Setelah insiden pengeroyokan di tempat parkir, Anggi duduk di ruang istirahat minimarket dengan Rani dan Vina yang masih setia di sisinya. Udara dingin dari pendingin ruangan terasa menusuk, tapi rasa hangat datang dari perhatian dua teman kerjanya itu.

Rani duduk di sebelah kiri, memandangi luka di pipi Anggi yang mulai membiru. “Kamu yakin nggak mau lapor polisi, Gi?” tanyanya lembut.

Anggi menggeleng pelan. “Biarin aja, Ran. Mereka bukan masalah utama dalam hidupku,” ujarnya tenang.

Vina yang duduk di seberangnya ikut angkat suara. “Tapi kamu nggak bisa terus-terusan begini, disakiti dan diem aja. Dunia tuh kejam, Gi.”

Anggi menunduk, menatap tangannya yang penuh debu dan sedikit darah kering. “Aku bukan tipe orang yang ingin menyelesaikan masalah dengan kekerasan. Kalau aku balas mereka, aku bukan Anggi lagi…”

Rani dan Vina terdiam. Ada luka yang lebih dalam daripada lebam di wajah itu—luka yang tak terlihat tapi terasa. Mereka belum tahu siapa sebenarnya Anggi, tapi mereka tahu: pemuda ini menyimpan rahasia besar dalam diamnya.

Setelah beberapa menit hening, Rani berusaha mencairkan suasana. “Eh, tapi kamu keren juga loh, bisa nahan diri kayak tadi. Aku udah dari tadi mau nabok tuh preman!”

Vina terkekeh. “Iya, kita tuh udah siap ngeroyok mereka, tahu!
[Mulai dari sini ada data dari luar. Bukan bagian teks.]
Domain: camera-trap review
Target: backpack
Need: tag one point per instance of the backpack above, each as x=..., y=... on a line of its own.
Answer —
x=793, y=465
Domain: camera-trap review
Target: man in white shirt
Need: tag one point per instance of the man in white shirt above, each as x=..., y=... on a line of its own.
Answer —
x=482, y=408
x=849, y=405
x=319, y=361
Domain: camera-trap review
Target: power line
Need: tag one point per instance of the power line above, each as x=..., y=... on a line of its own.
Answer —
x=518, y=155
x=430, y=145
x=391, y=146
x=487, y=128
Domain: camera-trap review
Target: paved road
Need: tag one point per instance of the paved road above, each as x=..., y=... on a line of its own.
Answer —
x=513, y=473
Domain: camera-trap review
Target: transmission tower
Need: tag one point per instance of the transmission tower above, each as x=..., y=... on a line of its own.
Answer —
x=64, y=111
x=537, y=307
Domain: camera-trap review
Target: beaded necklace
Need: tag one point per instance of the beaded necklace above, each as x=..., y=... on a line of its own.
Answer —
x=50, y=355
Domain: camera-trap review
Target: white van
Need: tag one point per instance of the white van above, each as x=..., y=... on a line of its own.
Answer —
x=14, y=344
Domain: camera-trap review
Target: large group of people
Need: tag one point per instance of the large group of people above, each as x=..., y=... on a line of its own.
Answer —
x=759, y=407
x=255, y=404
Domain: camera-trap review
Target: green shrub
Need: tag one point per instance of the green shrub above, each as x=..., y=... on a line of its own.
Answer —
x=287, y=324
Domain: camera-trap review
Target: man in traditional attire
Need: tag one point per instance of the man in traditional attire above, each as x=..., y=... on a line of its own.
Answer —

Tapi kamu malah diem aja kayak biksu.”

Anggi tersenyum kecil. “Terima kasih… karena kalian peduli.”

Suasana mulai mencair. Mereka berbagi cerita ringan, mencoba melupakan kejadian buruk tadi. Sampai akhirnya jam menunjukkan pukul sepuluh malam—tanda giliran kerja mereka selesai.

Keluar dari minimarket, Anggi berjalan mengantar Rani dan Vina ke jalan besar. Lampu-lampu kota memantul di trotoar basah. Suara kendaraan malam membelah udara.

“Tapi serius, Gi… kalau ada yang ganggu kamu lagi, bilang ya. Kita nggak akan tinggal diam,” ucap Rani sebelum naik ojek online.

Vina mengangguk. “Anggi, kamu bukan sendirian.”

Ucapan itu sederhana, tapi menggetarkan hati Anggi. Sudah lama ia tak mendengar seseorang berkata begitu. Ia melambaikan tangan saat keduanya pergi, lalu berjalan sendiri ke arah panti asuhan. Langkahnya ringan, meski tubuh masih nyeri.

Di dalam hatinya, ada rasa hangat yang tak bisa dijelaskan.

Ia sadar, meski dunia terus menyakitinya… masih ada orang yang melihatnya sebagai manusia.

Dan itu cukup untuk membuatnya terus melangkah.